Another insight comes from analyzing the problems encountered, not reported. Some businesses box themselves in by only looking to ticket types and quantities. Consider this: despite the fact that less than one-third of companies offer self-service, 69% of customers will try to troubleshoot issues themselves. If they're successful, and the customer doesn't submit a ticket or report an issue, how will you know about this potential source of frustration – or even the scope of people affected by it?
This is where your digital support center comes into play. In fact, your digital support center may be your best customer insight tool. You can look to analytics and insights from your help site search bar to uncover common issues. You can also cross-reference the amount of search queries with the amount of tickets reported to determine whether your documentation is helpful for your audience.
By tracking interactions like these, you gain important customer experience insights on what's happening before a support ticket is even submitted.
2. Learn what customers want
Customer expectations are evolving rapidly. It's not enough to just resolve the issue anymore. Today's customer service expectations include personalization, proactivity, and self-serve options, among other things. Thankfully, AI-powered site search enables businesses to keep up.
A Yext study found that 59% of customers would rather find support information on their own than contact your support center. Additionally, 89% are at least "somewhat likely" to go straight to a company's help site when they have an issue, as long as the search function is operational and returns their answer the first time they try it.
Businesses that prioritize support channels actually preferred by the customer are more likely to see higher customer satisfaction scores. And when that channel is a digital support center with a great search experience, businesses benefit from a new source of internal customer intelligence. That intelligence is a customer insight tool into better support solutions, increasing customer satisfaction.
And customer satisfaction during a recession is a high-value currency. It increases the likelihood of repeat business, renewals, and brand loyalty – which is at a low among the general consumer base. In times like these, retention, loyalty, and advocacy go far.
3. How to provide what agents need
Sometimes, you catch a break: when it comes to digital support centers that allow self-service, what customers want aligns with what your agents need.
Support agents aren't used to breaks. It's not difficult to work out: there are 25% less support centers following the pandemic, and 41% higher call volumes. Surely, this contributed to at least a handful of the 70% of customer service and support agents who considered quitting last year.
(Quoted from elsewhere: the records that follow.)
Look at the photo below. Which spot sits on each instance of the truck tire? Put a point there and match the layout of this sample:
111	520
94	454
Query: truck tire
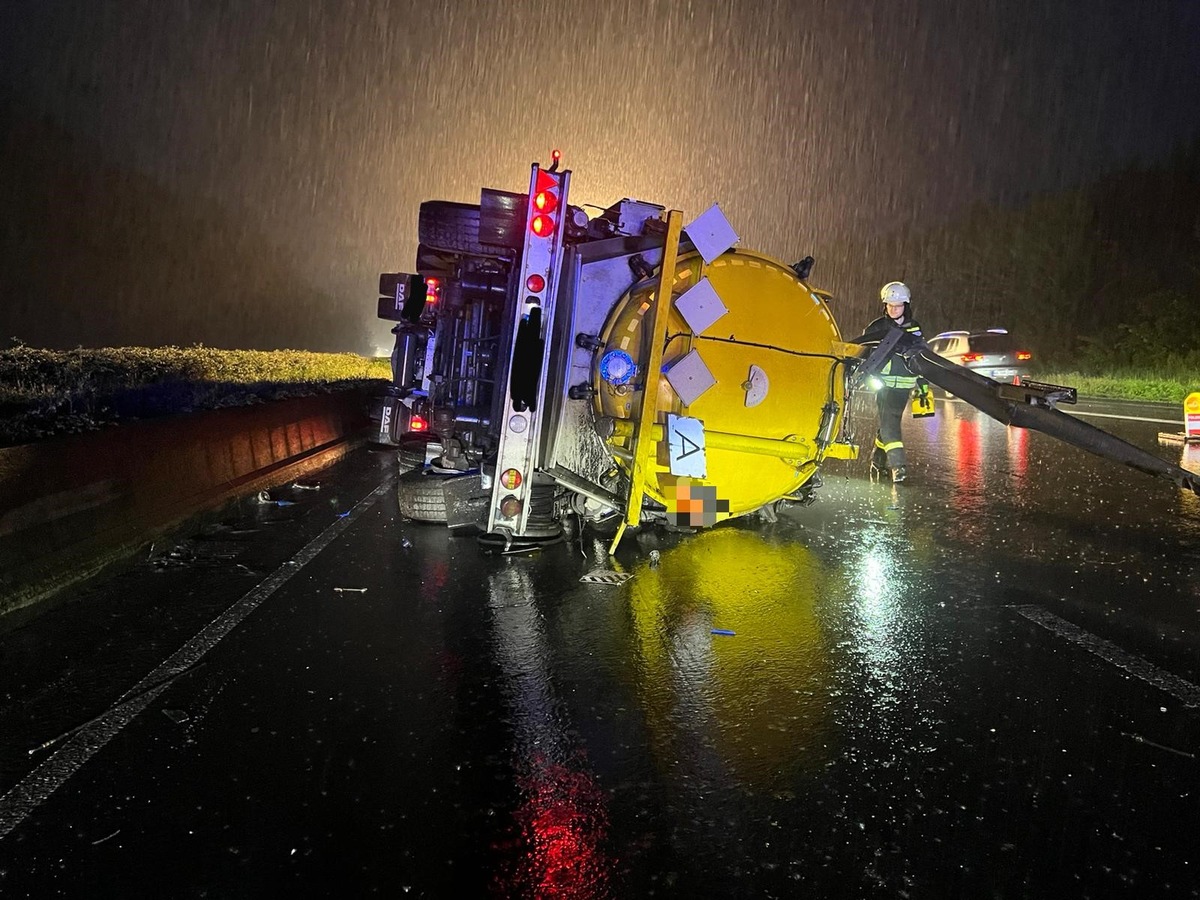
413	453
454	227
420	496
Not equipped to do more work with less resources, support agents joined in on the Great Resignation in droves.
Your digital support center offers a reprieve for your agents. By allowing customers to self-serve, you can deflect tickets away from your overwhelmed agents.
But, even more importantly, those self-service options shed insight into where the customer experience fractures. This isn't always an issue with your customer service team, either. It could be a certain feature or integration that consistently causes confusion. Customer intelligence like this allows businesses to rectify those specific experiences. Example solutions include:
Adding tooltips in-platform
Amending user onboarding
Identifying areas where additional support would be useful, like integration troubleshooting
These insights can even be used to inform your product roadmap as you uncover features that are more well-received or used differently than you projected, or even collect new feature suggestions.